De même qu'il existe des langages d'interrogation pour accéder aux bases de données, il existe maintenant des langages comme XQuery pour accéder aux données et documents structurés en XML. Avec de tels langages, tout document structuré en XML peut être exploité de multiples façons. D'autres langages encore permettent des traitements d'une nature différente, comme la transformation. C'est le cas de XSLT, un langage déclaratif qui permet d'exprimer des transformations à appliquer à des classes de documents XML. Cela permet de dériver automatiquement plusieurs documents différents, dans différents formats, à partir d'une seule source XML. XSLT est aussi largement utilisé pour adapter un document à son contexte d'utilisation, quand il s'agit d'aller au-delà d'un changement de style.

XML permet de représenter des documents très variés, pas seulement l'équivalent des pages Web habituelles. Il permet ainsi à chaque secteur d'activité de définir le format de document qui lui convient. Il permet également de structurer les données que s'échangent les applications sur le Web. Il permet de représenter des structures peu habituelles dans les documents conventionnels, comme la structure temporelle des documents multimédia (voir le langage SMIL). Il peut représenter des documents contenant du texte dans toutes les langues, grâce à l'utilisation d'Unicode.

Même si XML a un grand pouvoir de description des documents, il n'en décrit que la structure, pas le contenu ou le sens.

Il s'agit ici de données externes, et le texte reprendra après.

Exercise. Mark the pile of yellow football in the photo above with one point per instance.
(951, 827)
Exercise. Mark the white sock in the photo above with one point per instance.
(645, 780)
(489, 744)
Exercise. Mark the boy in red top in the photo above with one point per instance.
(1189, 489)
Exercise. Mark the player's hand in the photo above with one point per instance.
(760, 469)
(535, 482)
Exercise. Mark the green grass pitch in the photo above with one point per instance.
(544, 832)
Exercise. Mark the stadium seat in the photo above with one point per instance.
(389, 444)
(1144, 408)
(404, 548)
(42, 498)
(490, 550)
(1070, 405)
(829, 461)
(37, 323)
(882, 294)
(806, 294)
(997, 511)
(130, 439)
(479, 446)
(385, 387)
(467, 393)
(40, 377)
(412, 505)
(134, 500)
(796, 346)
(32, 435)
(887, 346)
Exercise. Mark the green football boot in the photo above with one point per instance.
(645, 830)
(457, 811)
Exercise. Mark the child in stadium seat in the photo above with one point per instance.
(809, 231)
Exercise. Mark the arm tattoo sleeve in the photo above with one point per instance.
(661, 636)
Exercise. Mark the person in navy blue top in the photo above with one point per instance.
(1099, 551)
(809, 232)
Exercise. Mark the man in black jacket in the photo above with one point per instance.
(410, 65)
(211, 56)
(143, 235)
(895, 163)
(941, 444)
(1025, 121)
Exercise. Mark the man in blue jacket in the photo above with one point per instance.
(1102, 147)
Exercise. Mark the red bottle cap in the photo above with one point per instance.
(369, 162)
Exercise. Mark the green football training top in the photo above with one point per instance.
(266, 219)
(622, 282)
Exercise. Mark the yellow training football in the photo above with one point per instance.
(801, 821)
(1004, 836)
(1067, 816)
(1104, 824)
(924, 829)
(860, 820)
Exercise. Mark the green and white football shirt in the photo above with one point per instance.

XML apporte beaucoup pour réaliser la vision du Web sémantique, mais il doit être complété par un autre moyen, qui s'intéresse au sens des données disponibles. On entre là dans le domaine des méta-données et de RDF, un langage d'usage général pour la description des informations du Web.

Impact

Toutes ces évolutions et ces technologies nouvelles vont changer la façon dont nous utilisons le Web. Le premier effet est une forte incitation à décrire l'information d'une façon structurée et rigoureuse, indépendamment d'un outil particulier. L'époque des « gourous » du Web, qui savaient jongler avec le langage HTML pour qu'une page soit bien rendue par un browser particulier, est révolue. Les formats nécessaires sont maintenant disponibles. Pour permettre aux nouvelles applications et aux nouveaux appareils de tirer profit de l'information que nous publions, il faut respecter ces formats. Sinon, l'information produite sur mesure pour l'outil à la mode au moment de la publication deviendra inaccessible et inexploitable dès que cet outil aura disparu.

Heureusement, en même temps que les nouveaux formats apparaissent les outils qui les supportent deviennent disponibles, en particulier les outils de création et de mise à jour. Les bons outils XML sont capables de garantir que les documents qu'ils produisent sont conformes aux schémas choisis. Il devient aussi plus facile de vérifier la qualité de ces outils avec les différents services de validation et les suites de tests disponibles.

On dispose maintenant de formats ouverts, c'est à dire complètement documentés, mis en oeuvre dans des applications différentes qui proviennent de plusieurs sources. Cela garantit la pérennité de l'information et donne les meilleures chances de pouvoir l'exploiter pendant longtemps, même avec des applications qui ne sont pas disponibles aujourd'hui.

Ces formats ouverts sont eux-mêmes définis de façon ouverte et coopérative, pour la plupart par le W3C (World Wide Web Consortium). Ils bénéficient de l'expérience des experts du domaine et des contributions des principaux industriels impliqués. Ils garantissent la pérennité de nos données et leur intégration dans le Web de demain.

Références

  1. Tim Berners-Lee, Weaving the Web: the original design and the ultimate destiny of the World Wide Web by its inventor, Harper, San Francisco, ISBN 0-06-251586-1, 1999.
  2. Tim Berners-Lee, James Hendler, Ora Lassila, The Semantic Web, Scientific American, May 2001.